Non si tratta, infatti, di una traduzione letterale, bensì di una sorta di riscrittura che mette in gioco le capacità autoriali di chi si cimenta in una tale “impresa”.

E aggiunge:

“Fedeltà significava capire le regole del gioco, rispettarle, e poi giocare una nuova partita in un’altra lingua e con lo stesso numero di mosse”.

Che Queneau fosse un genio credo sia indubbio, ma lo scrittore francese vuole dirci che il linguaggio è un’arma potente e che basta solo un po’ di fantasia per ottenere risultati incredibili.

Esercizi di Stile Queneau

Raymond Queneau, Esercizi di stile, Einaudi Editore

 

Gli Esercizi di stile e il copywriter

Cosa possiamo imparare noi copywriter del web da un testo così fantasioso?

Una cosa è certa: scrivere assecondando Google non deve far passare in secondo piano lo scrivere per il lettore.

E allora liberiamo la fantasia e giochiamo con il linguaggio, pur guardando alle parole chiave.

Non sono una SEO, ci tengo sempre a precisarlo, ma da quando mi occupo di ottimizzazione dei testi per il web una cosa l’ho imparata:

Google e l’utente cercano la stessa cosa.

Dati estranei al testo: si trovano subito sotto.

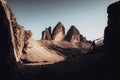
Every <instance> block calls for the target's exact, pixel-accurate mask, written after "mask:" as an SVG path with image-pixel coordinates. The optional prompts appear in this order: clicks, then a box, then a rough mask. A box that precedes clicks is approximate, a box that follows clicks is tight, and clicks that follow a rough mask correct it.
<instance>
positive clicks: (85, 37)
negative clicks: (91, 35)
mask: <svg viewBox="0 0 120 80" xmlns="http://www.w3.org/2000/svg"><path fill="white" fill-rule="evenodd" d="M80 41H81V42H84V43H86V42H87V39H86V37H84V36H83V35H82V34H80Z"/></svg>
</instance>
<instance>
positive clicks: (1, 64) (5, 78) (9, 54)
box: [0, 0, 17, 80]
mask: <svg viewBox="0 0 120 80" xmlns="http://www.w3.org/2000/svg"><path fill="white" fill-rule="evenodd" d="M0 28H1V29H0V37H1V38H0V74H1V75H0V78H1V79H3V78H4V79H6V80H7V79H11V77H12V73H11V70H12V69H13V67H15V65H16V61H17V57H16V54H15V46H14V39H13V32H12V25H11V20H10V12H9V8H8V6H7V4H6V1H5V0H0Z"/></svg>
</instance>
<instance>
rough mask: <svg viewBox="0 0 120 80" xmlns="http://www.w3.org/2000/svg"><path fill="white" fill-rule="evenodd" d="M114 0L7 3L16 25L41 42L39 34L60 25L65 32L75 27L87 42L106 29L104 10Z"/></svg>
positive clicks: (102, 35)
mask: <svg viewBox="0 0 120 80" xmlns="http://www.w3.org/2000/svg"><path fill="white" fill-rule="evenodd" d="M116 1H118V0H7V2H8V5H9V6H10V7H11V8H12V10H13V12H14V14H15V16H16V18H17V21H18V23H19V24H20V25H23V26H24V27H25V29H27V30H31V31H32V32H33V38H34V39H41V32H42V31H43V30H44V29H45V28H47V27H49V26H51V27H52V29H53V28H54V26H55V25H56V24H57V23H58V22H62V24H63V25H64V27H65V29H66V32H67V31H68V29H69V28H70V26H71V25H74V26H76V27H77V29H78V30H79V31H80V33H81V34H83V36H85V37H86V38H87V39H88V40H94V39H96V38H99V37H102V36H103V34H104V28H105V27H106V26H107V13H106V12H107V6H108V5H109V4H111V3H113V2H116Z"/></svg>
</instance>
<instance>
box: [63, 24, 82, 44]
mask: <svg viewBox="0 0 120 80" xmlns="http://www.w3.org/2000/svg"><path fill="white" fill-rule="evenodd" d="M65 39H66V40H67V41H70V42H73V43H74V42H80V32H79V31H78V29H77V28H76V27H75V26H71V28H70V29H69V30H68V32H67V35H66V37H65Z"/></svg>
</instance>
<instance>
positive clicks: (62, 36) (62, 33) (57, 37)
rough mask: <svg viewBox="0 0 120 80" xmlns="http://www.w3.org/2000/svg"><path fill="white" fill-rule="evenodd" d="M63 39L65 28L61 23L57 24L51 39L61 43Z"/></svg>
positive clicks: (55, 26)
mask: <svg viewBox="0 0 120 80" xmlns="http://www.w3.org/2000/svg"><path fill="white" fill-rule="evenodd" d="M64 37H65V28H64V26H63V25H62V23H61V22H58V23H57V25H56V26H55V28H54V29H53V33H52V39H53V40H55V41H61V40H63V39H64Z"/></svg>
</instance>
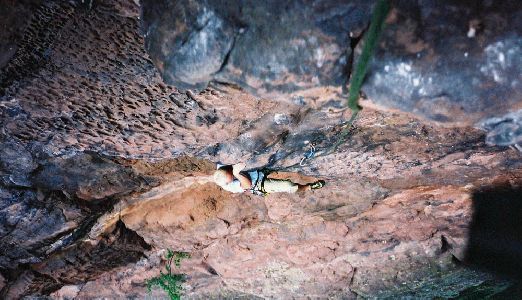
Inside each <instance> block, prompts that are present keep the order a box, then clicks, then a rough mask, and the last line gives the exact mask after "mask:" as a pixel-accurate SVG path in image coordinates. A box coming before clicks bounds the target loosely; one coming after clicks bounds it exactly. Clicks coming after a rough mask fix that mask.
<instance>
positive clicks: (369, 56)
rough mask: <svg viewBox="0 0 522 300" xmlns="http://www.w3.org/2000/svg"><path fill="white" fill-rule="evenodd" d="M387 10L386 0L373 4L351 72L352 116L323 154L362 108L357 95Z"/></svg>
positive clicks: (346, 126) (384, 17)
mask: <svg viewBox="0 0 522 300" xmlns="http://www.w3.org/2000/svg"><path fill="white" fill-rule="evenodd" d="M389 10H390V4H389V2H388V0H379V1H378V2H377V3H376V4H375V7H374V9H373V14H372V19H371V22H370V27H369V29H368V31H367V33H366V34H365V36H366V37H365V41H364V46H363V50H362V53H361V56H360V57H359V61H358V62H357V66H356V69H355V72H354V73H353V76H352V79H351V83H350V90H349V95H348V107H349V108H350V109H351V110H352V116H351V117H350V119H349V120H348V122H346V124H345V125H344V129H343V130H342V131H341V134H340V135H339V138H338V139H337V141H336V142H335V143H334V144H333V145H332V146H331V147H329V148H327V149H326V151H325V152H324V154H329V153H333V152H335V151H336V150H337V147H339V145H341V144H342V143H343V142H344V141H345V139H346V137H347V136H348V135H349V134H350V132H351V129H352V128H353V124H354V122H355V120H356V118H357V115H358V114H359V112H360V111H361V110H362V107H361V106H360V105H359V95H360V90H361V86H362V84H363V81H364V78H365V76H366V72H367V70H368V65H369V63H370V59H371V58H372V56H373V53H374V52H375V48H376V46H377V41H378V39H379V35H380V34H381V32H382V30H383V29H384V21H385V20H386V16H387V15H388V12H389ZM315 151H316V149H315V145H312V148H311V149H310V152H309V153H307V154H305V156H304V157H303V158H302V159H301V162H300V163H299V165H300V166H301V167H302V166H304V162H305V161H306V160H307V159H310V158H312V157H314V155H315ZM324 154H323V155H324Z"/></svg>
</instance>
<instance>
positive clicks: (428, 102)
mask: <svg viewBox="0 0 522 300" xmlns="http://www.w3.org/2000/svg"><path fill="white" fill-rule="evenodd" d="M372 2H373V1H362V2H359V1H341V2H332V1H314V2H313V3H308V2H307V1H290V2H285V3H284V4H282V3H279V1H275V2H274V1H272V2H271V1H268V2H267V1H263V2H248V3H241V4H238V5H229V4H228V3H227V2H221V1H201V2H199V1H188V0H187V1H171V0H164V1H160V3H159V4H158V1H150V4H149V1H143V3H144V15H143V16H144V21H145V22H144V30H145V36H146V41H147V51H148V52H149V53H150V55H151V56H152V58H153V61H154V62H155V65H156V66H158V69H159V70H160V72H161V73H162V74H163V77H164V78H165V79H166V80H167V81H168V82H170V83H172V84H176V85H178V86H187V87H202V86H206V84H207V83H208V82H209V81H210V80H217V81H225V82H231V83H234V84H237V85H239V86H241V87H243V88H245V89H247V90H249V91H251V92H252V93H254V94H257V95H262V96H269V97H280V98H283V99H286V100H289V99H292V98H296V97H299V96H301V97H303V96H306V91H307V90H309V89H311V88H315V87H317V86H335V87H339V86H342V85H343V84H345V83H346V81H347V79H348V76H349V75H350V72H351V66H352V61H353V56H352V52H353V51H352V47H353V46H355V45H357V43H358V41H359V40H360V34H361V32H363V30H364V29H365V26H366V24H367V22H368V20H369V14H370V9H371V4H372ZM394 4H395V5H394V6H393V10H392V12H391V14H390V15H389V18H388V20H387V27H386V30H385V31H384V34H383V37H382V39H381V42H380V47H379V49H378V51H377V53H376V58H375V59H374V61H373V63H372V65H371V66H370V75H369V77H368V80H367V81H366V83H365V85H364V86H363V92H364V93H365V94H366V95H368V96H369V98H370V99H371V101H370V102H367V103H365V105H366V106H373V105H378V106H385V107H388V108H395V109H400V110H402V111H407V112H413V113H415V114H417V115H420V116H423V117H426V118H428V119H431V120H435V121H439V122H445V123H446V122H452V123H457V124H463V125H472V124H475V123H476V122H478V121H479V120H481V119H483V118H485V117H492V116H498V115H502V114H505V113H508V112H510V111H514V110H517V109H520V108H521V103H522V101H521V99H522V94H521V93H520V91H521V90H522V86H521V85H522V78H521V77H520V74H522V60H521V57H522V21H521V18H520V16H521V14H522V6H521V5H520V2H519V1H515V0H514V1H502V2H501V3H499V2H493V1H489V0H483V1H475V2H473V3H472V4H470V3H467V2H458V1H443V2H440V1H431V2H422V3H419V2H417V1H400V2H397V3H394ZM274 20H278V21H277V22H274ZM304 20H306V21H304ZM360 48H361V47H357V51H359V50H360ZM357 51H356V52H357ZM357 54H358V53H356V57H357Z"/></svg>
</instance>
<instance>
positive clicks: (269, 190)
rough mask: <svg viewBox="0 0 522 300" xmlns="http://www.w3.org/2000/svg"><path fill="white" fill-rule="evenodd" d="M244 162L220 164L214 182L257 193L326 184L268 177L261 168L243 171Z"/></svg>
mask: <svg viewBox="0 0 522 300" xmlns="http://www.w3.org/2000/svg"><path fill="white" fill-rule="evenodd" d="M245 166H246V165H245V164H244V163H238V164H235V165H233V166H219V165H218V169H217V170H216V171H215V172H214V182H215V183H216V184H217V185H219V186H220V187H221V188H223V189H224V190H226V191H229V192H232V193H243V192H245V191H251V192H252V193H253V194H256V195H267V194H270V193H296V192H301V191H306V190H316V189H320V188H322V187H323V186H324V185H325V182H324V180H318V181H316V182H314V183H310V184H298V183H294V182H292V181H291V180H289V179H273V178H267V175H268V173H266V172H265V171H260V170H253V171H249V172H242V171H243V169H244V168H245Z"/></svg>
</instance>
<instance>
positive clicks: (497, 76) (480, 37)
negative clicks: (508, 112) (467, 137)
mask: <svg viewBox="0 0 522 300" xmlns="http://www.w3.org/2000/svg"><path fill="white" fill-rule="evenodd" d="M521 14H522V5H521V4H520V2H519V1H502V2H493V1H474V2H473V3H472V4H470V3H466V2H458V1H442V2H441V1H432V2H428V3H416V1H405V2H401V3H400V4H398V5H396V7H395V9H394V10H393V11H392V12H391V14H390V17H389V19H388V20H389V22H388V25H387V27H386V30H385V31H384V33H383V38H382V40H381V44H380V48H379V50H378V51H377V53H376V59H375V60H374V63H373V66H372V67H371V75H370V76H369V78H368V80H367V82H366V84H365V86H364V88H363V90H364V92H365V93H366V94H367V95H368V97H369V98H370V99H372V101H373V102H374V103H376V104H378V105H384V106H387V107H392V108H396V109H400V110H403V111H409V112H413V113H415V114H417V115H422V116H425V117H428V118H430V119H433V120H436V121H441V122H455V123H464V124H474V123H476V122H478V121H479V120H480V119H482V118H484V117H488V116H498V115H502V114H505V113H507V112H509V111H514V110H517V109H520V108H521V106H522V92H521V91H522V77H521V75H520V74H522V19H521V18H520V16H521Z"/></svg>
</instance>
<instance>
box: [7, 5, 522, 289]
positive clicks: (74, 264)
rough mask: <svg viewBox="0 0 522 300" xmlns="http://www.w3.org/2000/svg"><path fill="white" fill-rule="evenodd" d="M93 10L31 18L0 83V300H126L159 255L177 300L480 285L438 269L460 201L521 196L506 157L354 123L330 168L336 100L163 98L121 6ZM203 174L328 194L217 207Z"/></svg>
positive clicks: (366, 122) (225, 205)
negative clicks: (227, 175)
mask: <svg viewBox="0 0 522 300" xmlns="http://www.w3.org/2000/svg"><path fill="white" fill-rule="evenodd" d="M187 3H189V2H187ZM190 3H192V4H194V5H196V4H195V2H190ZM321 3H323V2H321ZM87 4H88V3H87ZM92 4H93V5H92V7H91V8H89V5H86V6H85V5H84V6H76V5H74V4H71V3H69V2H48V3H47V2H46V3H44V4H43V5H42V6H41V7H40V9H39V10H37V11H35V12H34V13H33V15H34V16H35V17H34V18H33V19H32V20H31V21H30V22H29V24H27V25H24V26H26V27H25V28H26V35H25V36H26V37H27V38H24V39H23V42H18V44H17V49H18V50H17V52H16V54H14V55H12V54H9V55H11V56H12V58H11V59H10V60H9V59H8V60H9V62H8V63H6V64H5V66H4V67H3V68H2V69H0V89H1V91H2V95H3V96H1V98H0V108H1V109H0V123H1V126H2V130H1V131H0V136H1V139H0V179H1V181H0V289H2V290H1V297H7V298H19V297H21V296H24V295H51V297H55V298H61V297H63V298H67V297H78V298H95V297H108V298H111V297H121V298H123V297H138V298H143V297H146V296H147V291H146V280H147V279H149V278H151V277H153V276H156V275H158V274H159V272H160V270H162V269H163V268H164V264H165V261H164V260H163V259H162V257H164V252H165V251H164V250H165V249H166V248H170V249H173V250H175V251H186V252H189V253H190V254H191V258H190V259H187V260H185V261H183V262H182V266H181V268H180V269H179V272H182V273H185V274H187V275H188V280H187V282H186V283H185V284H184V287H185V289H184V293H185V294H186V295H187V296H188V297H191V298H209V297H210V298H212V297H214V298H220V297H237V298H241V297H245V298H255V297H263V298H290V297H304V296H312V297H315V296H317V297H324V296H331V297H337V298H343V297H344V298H356V297H357V295H359V296H363V297H365V296H369V297H372V296H382V297H400V296H406V297H407V296H409V297H435V296H438V297H455V296H458V295H459V293H460V292H461V291H463V290H469V288H474V287H476V286H481V285H482V284H485V283H488V282H491V280H492V278H491V276H490V275H488V274H485V273H481V272H477V271H472V270H469V269H466V268H463V267H462V266H461V265H460V264H458V263H457V262H458V261H462V260H464V258H465V255H464V252H465V249H466V246H467V245H468V244H467V241H468V231H469V226H470V225H469V224H470V222H471V219H472V207H473V199H472V195H473V194H474V191H475V190H479V189H482V188H490V189H492V190H495V188H496V187H497V186H503V187H505V186H509V187H510V188H513V189H516V188H517V189H519V188H520V186H521V185H522V159H521V156H520V153H519V152H518V151H516V150H514V149H511V148H507V147H498V146H493V145H492V144H499V143H491V142H490V141H489V140H488V143H486V142H485V141H484V140H485V136H486V134H485V133H484V132H483V131H480V130H478V129H473V128H470V127H456V128H455V127H442V126H439V125H438V124H435V123H430V122H427V121H425V120H423V119H420V118H417V117H415V116H412V115H409V114H405V113H400V112H392V111H389V110H383V109H377V110H376V109H371V108H367V109H365V110H363V112H362V113H361V115H360V118H359V119H358V121H357V123H356V128H355V129H354V130H353V131H352V133H351V134H350V136H349V138H348V140H347V142H346V143H344V144H342V145H341V146H340V147H339V149H338V150H337V151H336V152H331V151H329V150H330V148H331V146H332V144H333V143H334V142H335V141H336V140H337V137H338V133H339V132H340V130H341V129H342V127H341V125H342V120H343V119H345V118H346V116H347V115H348V114H349V111H346V110H345V109H343V108H342V105H341V104H340V101H339V100H338V99H339V95H340V94H341V91H340V88H339V89H336V88H329V87H318V88H311V89H308V90H306V91H305V92H302V96H303V97H302V98H296V99H297V100H299V101H295V103H291V104H289V103H282V102H278V101H276V100H274V99H258V98H256V97H254V96H252V95H250V94H248V93H247V92H245V91H242V90H239V89H237V88H234V87H231V86H227V85H218V84H216V85H212V86H211V87H210V88H208V89H206V90H204V91H202V92H201V93H193V92H188V93H185V92H180V90H178V88H177V87H175V86H171V85H168V84H165V83H163V82H162V81H161V79H160V75H159V73H158V72H157V71H156V69H155V68H154V66H153V63H152V61H151V60H150V59H149V58H148V55H147V54H146V52H145V50H144V46H143V44H144V39H143V38H142V37H141V36H140V35H139V21H138V19H137V16H138V7H137V6H136V5H135V4H134V2H132V1H118V2H116V1H95V2H93V3H92ZM158 7H161V6H158ZM187 7H188V6H187ZM187 9H188V8H187ZM309 13H310V12H309ZM214 17H215V16H214ZM214 17H213V18H214ZM332 18H333V17H332ZM334 19H335V18H334ZM341 19H342V18H341ZM2 21H4V22H8V21H6V20H2ZM211 21H212V20H211ZM211 21H209V22H211ZM209 24H211V23H209ZM24 26H22V27H24ZM213 26H214V25H213ZM325 26H326V25H325ZM390 26H391V25H390ZM246 32H248V31H246ZM200 33H201V34H203V33H204V30H203V31H202V32H200ZM236 42H237V40H236ZM13 43H17V40H16V39H14V40H13ZM6 57H7V56H6ZM229 59H232V58H231V57H230V58H229ZM179 61H180V60H177V62H179ZM246 69H247V68H245V70H246ZM160 70H161V66H160ZM185 71H187V72H188V71H190V70H185ZM314 72H316V71H314ZM278 88H279V87H278ZM370 100H372V101H373V99H370ZM510 122H511V123H514V124H516V122H518V119H517V118H515V117H512V116H511V115H509V116H504V118H503V119H501V120H500V119H499V120H496V119H495V120H493V121H490V122H489V123H487V124H489V125H488V126H492V127H491V130H492V132H494V130H496V128H497V127H498V126H500V127H498V128H501V127H502V126H504V125H502V124H506V123H509V124H511V123H510ZM502 128H503V127H502ZM311 143H314V144H315V145H316V148H317V152H316V156H315V158H313V159H309V160H305V161H304V163H303V166H300V165H299V163H300V161H301V159H302V158H303V155H304V154H306V153H308V152H309V151H310V144H311ZM499 145H500V144H499ZM218 161H220V162H224V163H236V162H239V161H246V162H247V164H248V168H254V167H270V168H272V169H274V170H278V171H279V172H278V173H277V174H273V176H277V177H278V178H286V177H290V178H292V179H293V180H295V181H299V182H302V183H305V182H312V181H314V180H315V179H317V178H322V179H325V180H327V185H326V186H325V187H324V188H323V189H321V190H318V191H314V192H312V191H308V192H305V193H302V194H296V195H285V194H281V195H278V194H272V195H269V196H267V197H257V196H253V195H250V194H235V195H234V194H229V193H226V192H225V191H223V190H221V189H220V188H218V187H217V186H216V185H214V184H212V183H211V182H210V177H209V175H211V174H212V172H213V170H214V168H215V164H214V163H215V162H218ZM502 284H503V285H502ZM500 285H502V286H507V285H506V283H505V282H503V283H501V284H500ZM151 296H152V297H158V298H160V297H164V293H163V292H162V291H159V290H154V291H153V292H152V294H151Z"/></svg>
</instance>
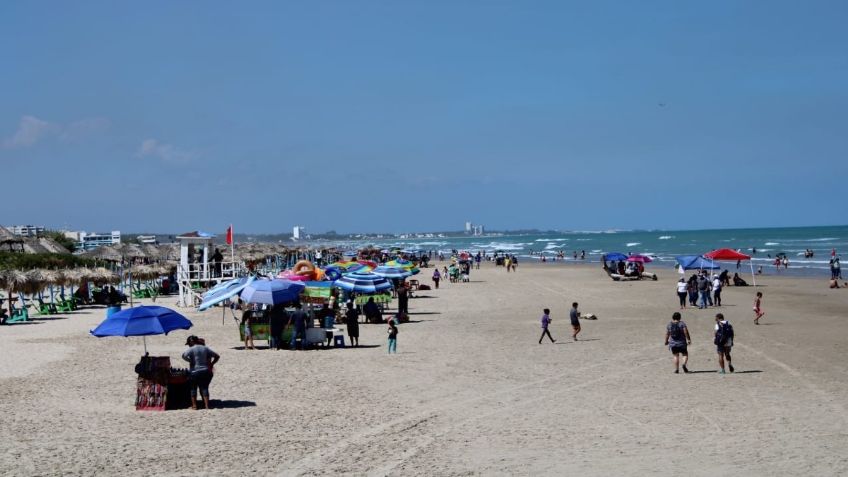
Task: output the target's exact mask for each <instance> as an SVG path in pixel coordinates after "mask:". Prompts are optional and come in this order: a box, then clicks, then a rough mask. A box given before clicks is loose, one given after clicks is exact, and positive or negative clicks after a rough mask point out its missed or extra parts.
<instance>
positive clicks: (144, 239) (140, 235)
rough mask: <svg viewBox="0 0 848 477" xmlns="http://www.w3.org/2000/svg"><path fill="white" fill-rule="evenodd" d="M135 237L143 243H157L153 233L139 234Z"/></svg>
mask: <svg viewBox="0 0 848 477" xmlns="http://www.w3.org/2000/svg"><path fill="white" fill-rule="evenodd" d="M136 239H137V240H138V242H139V243H144V244H152V245H156V244H157V243H158V242H157V241H156V236H155V235H139V236H138V237H136Z"/></svg>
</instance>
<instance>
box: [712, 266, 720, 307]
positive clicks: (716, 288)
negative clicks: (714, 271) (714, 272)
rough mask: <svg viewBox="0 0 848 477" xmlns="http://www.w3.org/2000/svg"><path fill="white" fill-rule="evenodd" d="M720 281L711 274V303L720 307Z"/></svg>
mask: <svg viewBox="0 0 848 477" xmlns="http://www.w3.org/2000/svg"><path fill="white" fill-rule="evenodd" d="M721 285H722V284H721V279H720V278H719V277H718V275H716V274H713V301H714V302H715V305H716V306H721Z"/></svg>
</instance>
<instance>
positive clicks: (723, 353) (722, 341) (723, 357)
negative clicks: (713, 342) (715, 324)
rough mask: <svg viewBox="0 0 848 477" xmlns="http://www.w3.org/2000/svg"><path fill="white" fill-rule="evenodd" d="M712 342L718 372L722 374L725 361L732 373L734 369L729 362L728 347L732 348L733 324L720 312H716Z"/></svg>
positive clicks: (729, 347)
mask: <svg viewBox="0 0 848 477" xmlns="http://www.w3.org/2000/svg"><path fill="white" fill-rule="evenodd" d="M713 342H714V343H715V345H716V351H717V352H718V365H719V366H721V369H720V370H719V371H718V372H719V374H724V362H725V361H727V367H728V369H730V372H731V373H732V372H733V371H734V370H733V364H731V362H730V349H731V348H733V326H732V325H731V324H730V322H729V321H727V320H725V319H724V315H723V314H722V313H718V314H716V327H715V339H714V340H713Z"/></svg>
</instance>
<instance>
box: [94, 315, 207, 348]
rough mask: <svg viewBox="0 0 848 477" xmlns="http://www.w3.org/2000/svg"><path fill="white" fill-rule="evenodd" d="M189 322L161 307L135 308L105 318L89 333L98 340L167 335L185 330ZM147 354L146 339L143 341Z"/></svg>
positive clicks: (189, 326)
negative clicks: (97, 337)
mask: <svg viewBox="0 0 848 477" xmlns="http://www.w3.org/2000/svg"><path fill="white" fill-rule="evenodd" d="M191 327H192V324H191V321H189V320H188V318H186V317H184V316H183V315H181V314H179V313H177V312H176V311H174V310H171V309H170V308H165V307H163V306H137V307H135V308H127V309H126V310H121V311H119V312H117V313H115V314H113V315H111V316H108V317H106V319H105V320H103V322H102V323H100V324H99V325H97V328H95V329H93V330H91V331H90V333H91V334H92V335H94V336H96V337H98V338H102V337H104V336H142V337H144V336H150V335H167V334H168V333H170V332H171V331H174V330H187V329H189V328H191ZM144 353H145V354H147V339H146V338H145V340H144Z"/></svg>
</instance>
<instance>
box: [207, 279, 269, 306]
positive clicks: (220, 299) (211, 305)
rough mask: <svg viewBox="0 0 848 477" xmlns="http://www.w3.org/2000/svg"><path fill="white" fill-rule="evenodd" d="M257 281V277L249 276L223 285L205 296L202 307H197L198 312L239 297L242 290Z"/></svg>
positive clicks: (229, 281)
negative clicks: (255, 279)
mask: <svg viewBox="0 0 848 477" xmlns="http://www.w3.org/2000/svg"><path fill="white" fill-rule="evenodd" d="M255 279H256V278H255V277H253V276H249V277H242V278H236V279H235V280H230V281H226V282H224V283H221V284H220V285H218V286H216V287H214V288H212V289H211V290H209V291H208V292H206V293H204V294H203V302H201V303H200V306H199V307H197V311H203V310H205V309H207V308H210V307H213V306H215V305H217V304H218V303H221V302H222V301H224V300H228V299H230V298H232V297H234V296H236V295H238V294H239V293H241V291H242V290H244V289H245V288H247V286H248V285H250V284H251V283H253V281H254V280H255Z"/></svg>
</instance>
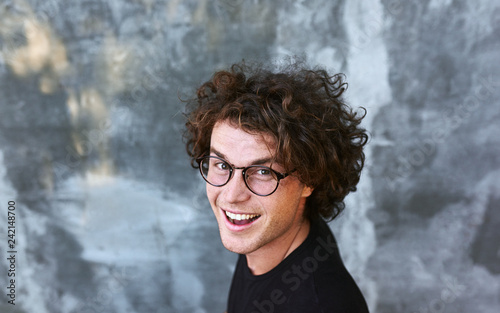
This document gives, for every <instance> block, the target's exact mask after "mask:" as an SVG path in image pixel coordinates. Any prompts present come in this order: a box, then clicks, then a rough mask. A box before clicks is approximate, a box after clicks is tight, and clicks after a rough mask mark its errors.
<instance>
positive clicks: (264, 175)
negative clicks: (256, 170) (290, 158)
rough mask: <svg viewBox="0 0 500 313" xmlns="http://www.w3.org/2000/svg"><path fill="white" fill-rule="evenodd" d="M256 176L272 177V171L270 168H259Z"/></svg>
mask: <svg viewBox="0 0 500 313" xmlns="http://www.w3.org/2000/svg"><path fill="white" fill-rule="evenodd" d="M255 174H256V175H259V176H268V175H271V171H270V170H269V169H268V168H259V169H258V170H257V171H255Z"/></svg>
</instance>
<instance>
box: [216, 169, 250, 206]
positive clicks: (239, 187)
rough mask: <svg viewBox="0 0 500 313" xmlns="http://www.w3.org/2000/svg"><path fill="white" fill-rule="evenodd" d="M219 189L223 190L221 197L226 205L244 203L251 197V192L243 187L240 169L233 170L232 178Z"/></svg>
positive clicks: (243, 186) (240, 170) (241, 175)
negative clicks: (233, 170) (226, 204)
mask: <svg viewBox="0 0 500 313" xmlns="http://www.w3.org/2000/svg"><path fill="white" fill-rule="evenodd" d="M221 188H223V191H222V195H223V198H224V201H225V202H226V203H238V202H244V201H246V200H248V199H249V198H250V196H251V191H250V190H248V188H247V186H246V185H245V181H244V179H243V175H242V174H241V169H235V170H234V173H233V177H232V178H231V179H230V180H229V182H228V183H227V184H226V185H224V186H222V187H221Z"/></svg>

Non dobbiamo scrivere contenuti pensando che “accontentare” Google sia la soluzione e che saremo premiati. Se il nostro scritto non sarà interessante e fruibile per l’utente, Google non ci farà apparire nelle prime posizioni della serp. Provare per credere.

E allora non ci sono scuse: chi ha talento e la volontà di sperimentare il linguaggio in tutte le sue forme non annoierà mai il proprio lettore. A patto di ricordare che l’utente finale è lui e non Google.

Soffermandoci poi sui diversi stili usati da Queneau nei suoi esercizi notiamo quanto l’uso dell’uno o dell’altro comportino un risultato finale molto diverso.

Da qui l’importanza di scegliere il giusto stile, timbro e ritmo. In una parola il tone of voice.

E tu, sei pronto a cimentarti in questo gioco linguistico?